La sua è una storia segnata inizialmente dal dramma della guerra. Partigiano durante l’occupazione nazifascista, imprigionato a San Vittore, a un passo dalla morte (Iacopo Radaelli), Mike porta ancora addosso un’esperienza terribile che lo ha reso un uomo disciplinato e rigoroso. Dalle prime esperienze in radio in America (Edoardo Cavadini) si trasferisce in Italia dove diventa il pioniere della televisione pubblica. Da lì in poi inizia a collezionare una serie di successi che inchiodano alla tv (Viviana Pentangelo) l’Italia degli anni Cinquanta e Sessanta. È stato il primo a introdurre la figura della valletta (Francesca Pelucchi). Ma Mike non è un semplice conduttore di programmi. È un innovatore soprattutto nel modo di fare pubblicità (Micaela Nasca), mettendo in crisi l’assunto che un uomo di spettacolo non potesse giocare il ruolo di testimonial. Un personaggio eclettico, a suo agio anche nei panni di attore (Marika Dell’Acqua). All’apice della sua popolarità il mondo della cultura si interessa di lui. E Umberto Eco dedica a Mike (Pietro Bellantoni) un saggio non troppo lusinghiero.

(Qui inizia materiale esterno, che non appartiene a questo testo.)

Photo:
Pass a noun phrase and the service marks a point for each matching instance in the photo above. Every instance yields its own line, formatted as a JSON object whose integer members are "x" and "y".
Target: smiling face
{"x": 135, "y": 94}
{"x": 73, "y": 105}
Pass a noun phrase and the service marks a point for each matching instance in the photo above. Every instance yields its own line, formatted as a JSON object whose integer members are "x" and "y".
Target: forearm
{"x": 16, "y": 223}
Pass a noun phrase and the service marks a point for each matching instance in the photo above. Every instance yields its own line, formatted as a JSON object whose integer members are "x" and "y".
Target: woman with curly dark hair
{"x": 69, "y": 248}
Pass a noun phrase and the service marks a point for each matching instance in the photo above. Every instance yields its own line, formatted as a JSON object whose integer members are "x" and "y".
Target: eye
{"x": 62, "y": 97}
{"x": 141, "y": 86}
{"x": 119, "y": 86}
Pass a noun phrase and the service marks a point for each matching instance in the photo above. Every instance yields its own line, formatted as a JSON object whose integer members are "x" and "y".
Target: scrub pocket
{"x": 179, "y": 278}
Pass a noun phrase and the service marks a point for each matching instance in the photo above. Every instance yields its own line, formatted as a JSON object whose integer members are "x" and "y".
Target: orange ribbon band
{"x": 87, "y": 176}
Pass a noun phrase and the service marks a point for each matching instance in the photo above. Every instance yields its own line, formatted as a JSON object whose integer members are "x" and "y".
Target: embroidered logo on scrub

Ma ciò non ostacola la sua carriera. Continua a condurre tanti programmi, tra i quali spiccano ben undici festival di Sanremo (Oscar Puntel). Mike ormai più che un presentatore è un’icona, tanto da diventare oggetto di culto per due generazioni di imitatori e cabarettisti (Cecilia Pierami), da Alighiero Noschese a Fiorello. Esilaranti le sue gaffe (Marco Berti Quattrini) - forse dettate da un’eccessiva sincerità - e i suoi litigi in diretta (Manfredi Lamartina), che hanno contribuito non poco a creare il suo personaggio.
Mike Bongiorno, nonostante abbia superato il giro di boa degli ottant’anni, continua ad agire con un vigore invidiabile, come dimostra la sua passione per lo sport (Mariano Tedesco). Non ama porre dei limiti ai suoi obiettivi. L’anno scorso ha ottenuto la laurea ad honorem alla Iulm di Milano. Il prossimo passo potrebbe essere una carica da senatore a vita.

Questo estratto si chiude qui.